Wearable electronics: let’s get it right

Wearable electronic device technology is potentially more than just another smartphone accessory, according to a report by Beecham Research.


Isabelle Olsson designed Google Glass

Saverio Romeo, principal analyst at Beecham Research says mistakes are being made by many companies trying to grab a share of the much hyped wearable technology opportunity.

Romeo says it is wrong to take  a smartphone-centric view of wearable technology, and he sees wearable tech as playing a critical role in the drive to the Internet of Things.

“While these devices may have some smartphone functionality, they will be much more than smartphones,” said Romeo.

According to the report, there is “excessive excitement about technology and not enough attention to image, branding and consumer needs.”

“There is a real difference between making technology wearable versus making technology products that are desirable and genuinely engage with consumers through good design practice,” said Claire Duke-Woolley, fashion technology analyst at Beecham and co-author of the report.

“Unless there is a holistic morphing of technology and aesthetics we will not harness the full potential of wearable tech innovation. It’s time for the fashion industry to embrace technology and for tech companies to realise that they can’t do it on their own and need the knowledge and influence of major fashion brands.”

In its Wearable Technology report, Beecham Research forecasts that the market is currently on course to be worth some $3bn by 2018.

But with greater collaboration, Beecham believes that the market can accelerate and has the potential to be worth $9.3bn by 2018.

The report points to recent developments at Apple and the partnership between Google and Luxottica as positive examples of how multidiscipline relationships can be forged. But it also recognises the challenges for smaller start-ups in the wearable tech space.

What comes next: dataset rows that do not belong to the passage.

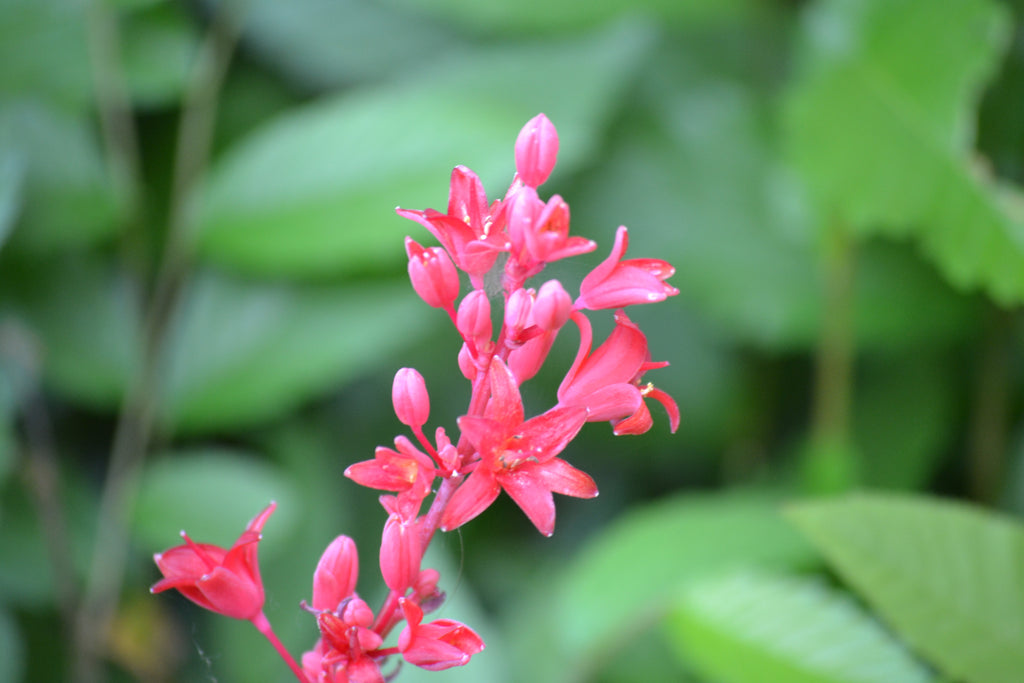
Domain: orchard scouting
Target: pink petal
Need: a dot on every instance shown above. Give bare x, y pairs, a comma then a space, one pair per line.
472, 498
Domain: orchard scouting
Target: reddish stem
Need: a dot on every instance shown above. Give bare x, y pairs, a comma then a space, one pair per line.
262, 625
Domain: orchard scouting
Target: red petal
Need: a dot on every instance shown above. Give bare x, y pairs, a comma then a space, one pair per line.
472, 498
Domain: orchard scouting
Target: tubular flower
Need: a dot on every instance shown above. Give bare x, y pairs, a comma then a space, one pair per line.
607, 381
518, 457
615, 283
225, 582
470, 231
438, 645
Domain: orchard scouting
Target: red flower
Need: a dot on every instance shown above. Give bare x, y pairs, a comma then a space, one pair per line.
614, 283
438, 645
607, 381
226, 582
518, 457
469, 231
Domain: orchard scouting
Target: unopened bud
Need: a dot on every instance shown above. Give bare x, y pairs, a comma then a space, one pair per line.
409, 393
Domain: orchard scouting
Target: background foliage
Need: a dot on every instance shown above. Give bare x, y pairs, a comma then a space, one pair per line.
203, 300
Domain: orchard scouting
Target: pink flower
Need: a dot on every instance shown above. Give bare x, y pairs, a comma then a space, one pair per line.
536, 151
614, 283
408, 471
607, 381
438, 645
432, 274
409, 394
225, 582
518, 457
336, 574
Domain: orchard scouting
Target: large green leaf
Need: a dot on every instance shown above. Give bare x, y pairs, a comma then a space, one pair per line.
245, 351
948, 578
211, 494
534, 15
880, 125
330, 43
620, 583
69, 195
698, 182
313, 191
754, 627
239, 352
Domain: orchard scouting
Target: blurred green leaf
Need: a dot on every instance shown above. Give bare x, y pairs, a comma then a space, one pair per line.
69, 196
313, 191
239, 353
619, 582
328, 43
567, 15
159, 45
880, 125
11, 649
11, 182
903, 419
946, 577
243, 352
212, 494
755, 627
699, 184
87, 324
44, 52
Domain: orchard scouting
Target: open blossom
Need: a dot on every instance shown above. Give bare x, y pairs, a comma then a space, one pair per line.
226, 582
606, 381
518, 457
437, 645
614, 283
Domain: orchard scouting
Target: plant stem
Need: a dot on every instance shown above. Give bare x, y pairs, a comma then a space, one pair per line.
990, 410
262, 625
137, 419
830, 457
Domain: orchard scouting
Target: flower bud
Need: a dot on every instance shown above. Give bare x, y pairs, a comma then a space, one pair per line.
473, 318
409, 393
553, 306
336, 573
432, 273
536, 151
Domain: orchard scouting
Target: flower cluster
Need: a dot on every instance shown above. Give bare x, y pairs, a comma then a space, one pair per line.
499, 447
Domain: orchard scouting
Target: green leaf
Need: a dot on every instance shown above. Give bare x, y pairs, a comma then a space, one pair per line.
44, 52
211, 494
329, 43
69, 197
159, 45
879, 124
537, 15
619, 583
12, 662
697, 180
313, 191
754, 627
243, 352
11, 181
948, 578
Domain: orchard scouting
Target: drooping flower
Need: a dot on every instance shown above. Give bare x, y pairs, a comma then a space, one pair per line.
223, 581
614, 283
518, 457
606, 382
437, 645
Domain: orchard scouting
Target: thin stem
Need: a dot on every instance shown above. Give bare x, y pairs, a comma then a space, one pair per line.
830, 456
262, 625
990, 412
135, 425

“Wearable technology start-ups are feeding the market with innovative ideas and creative uses of technologies, but they are not addressing other important issues, from security to business models,” said Romeo.

It is crucial that wearable products go beyond smart watches and glasses and find their way into a wider range of applications across eight key sectors: business operations, safety and security, medical, wellness, sport and fitness, lifestyle computing, communications and glamour.


Hovding invisible helmet

The report points to the new Withings Activité that mergers Parisian design with Swiss watch making to create desirable, stylish and functional products. It also highlights the collaboration between Fitbit and Tory Birch as an example of how the fitness market is moving beyond the functionality of traditional products.

Another sector where Beecham Research sees progress is in smart clothing and textiles, from the likes of Cute Circuit and Wearable Experiments, along with Studio XO, which exemplifies the right ethos and multidisciplinary approach, but is still to move beyond the couture end of the market.

 “The wearable technology market is at an exciting tipping point, but moving on an almost pure technology-centric trajectory; and wearable devices are not just about technology,“ said Romeo.